Nikos Vetoulas Νίκος Βετούλας

Personal information
- Born: February 6, 1974 (age 51) Patras, Greece
- Listed height: 6 ft 4 in (1.93 m)
- Listed weight: 216 lb (98 kg)

Career information
- NBA draft: 1996: undrafted
- Playing career: 1994–2008
- Position: Point guard
- Coaching career: 2008–present

Career history

Playing
- 1994–1999: Apollon Patras
- 1999–2000: PAOK
- 2000–2002: Near East
- 2002–2003: Ionikos N.F.
- 2003–2004: Aris
- 2004–2006: Udine
- 2006–2007: AEK Athens
- 2007: Murcia
- 2007–2008: Udine

Coaching
- 2008–2009: Aris (assistant)
- 2010–2015: Apollon Patras
- 2016: SAM Basket Massagno
- 2016: Promitheas Patras
- 2017–2018: Rethymno Cretan Kings
- 2018: Kolossos Rodou
- 2018–2019: Ionikos Nikaias
- 2019: Ionikos Nikaias
- 2020–2023: Apollon Patras
- 2024: Maroussi
- 2025: Aris

Career highlights
- As a player: Greek Cup winner (2004); Greek League All-Star (1997); 3× Greek League assists leader (1997, 1998, 2003); As a head coach: 2× Greek 2nd Division champion (2019, 2021);

= Nikos Vetoulas =

Greek basketball player and coach

Nikolaos "Nikos" Vetoulas (Greek: Νικόλαος "Νίκος" Βετούλας; born February 6, 1974, in Patras, Greece) is a Greek former professional basketball player and coach. As a player, he was a 1.93 m tall point guard.

==Professional career==
In his professional playing career, Vetoulas played in the top Greek League with: Apollon Patras, PAOK, Near East, Ionikos N.F., Aris, and AEK Athens. He won the Greek Cup with Aris in 2004.

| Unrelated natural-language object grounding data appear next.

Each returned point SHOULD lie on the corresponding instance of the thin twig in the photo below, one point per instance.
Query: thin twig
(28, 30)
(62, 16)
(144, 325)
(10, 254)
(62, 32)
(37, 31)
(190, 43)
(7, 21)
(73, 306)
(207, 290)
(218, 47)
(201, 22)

He also played in the top Italian League with Udine, and in the top Spanish League with Murcia.

==National team career==
As a member of the Greek junior national team, Vetoulas played at the 1996 FIBA Europe Under-20 Championship.

==Coaching career==
Vetoulas started his coaching career with Aris in 2008, as an assistant coach to Andrea Mazzon. From 2010 to 2015, he coached Apollon Patras, where he managed to achieve promotion to the top-tier level Greek Basket League, up from the 2nd-tier level Greek A2 Basket League.

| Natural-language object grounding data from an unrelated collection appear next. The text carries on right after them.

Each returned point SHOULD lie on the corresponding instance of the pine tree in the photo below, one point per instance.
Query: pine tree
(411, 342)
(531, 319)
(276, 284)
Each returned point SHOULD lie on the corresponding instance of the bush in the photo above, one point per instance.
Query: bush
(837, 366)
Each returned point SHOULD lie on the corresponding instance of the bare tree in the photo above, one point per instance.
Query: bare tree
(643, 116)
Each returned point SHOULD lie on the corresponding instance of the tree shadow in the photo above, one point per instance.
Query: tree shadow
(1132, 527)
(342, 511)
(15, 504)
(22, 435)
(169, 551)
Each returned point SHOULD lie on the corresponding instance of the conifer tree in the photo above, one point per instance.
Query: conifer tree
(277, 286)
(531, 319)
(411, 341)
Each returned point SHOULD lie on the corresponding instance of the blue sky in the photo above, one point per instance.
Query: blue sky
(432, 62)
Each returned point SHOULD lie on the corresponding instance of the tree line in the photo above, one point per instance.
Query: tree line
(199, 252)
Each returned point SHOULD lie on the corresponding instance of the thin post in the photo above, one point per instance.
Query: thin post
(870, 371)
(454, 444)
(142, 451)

On May 28, 2016, Vetoulas was appointed as the head coach of the Swiss League club, SAM Massagno Basket, signing a two-year deal. On July 6, 2016, he left the Swiss club, in order to become the head coach of the top-tier level Greek club Promitheas Patras. On January 30, 2017, Vetoulas was appointed as the head coach of the Greek team Rethymno Cretan Kings. On June 25, 2018, he was appointed as the head coach of Kolossos Rodou.

During the 2020–2021 season, he led Apollon Patras to the Greek 2nd division championship and a promotion to the Greek Basket League after four seasons. Vetoulas stayed with the club until 2023, when he resigned from the team.

On February 7, 2024, Vetoulas was hired from Maroussi. On October 27, following Maroussi's defeat by Panionios, he resigned his position as team coach.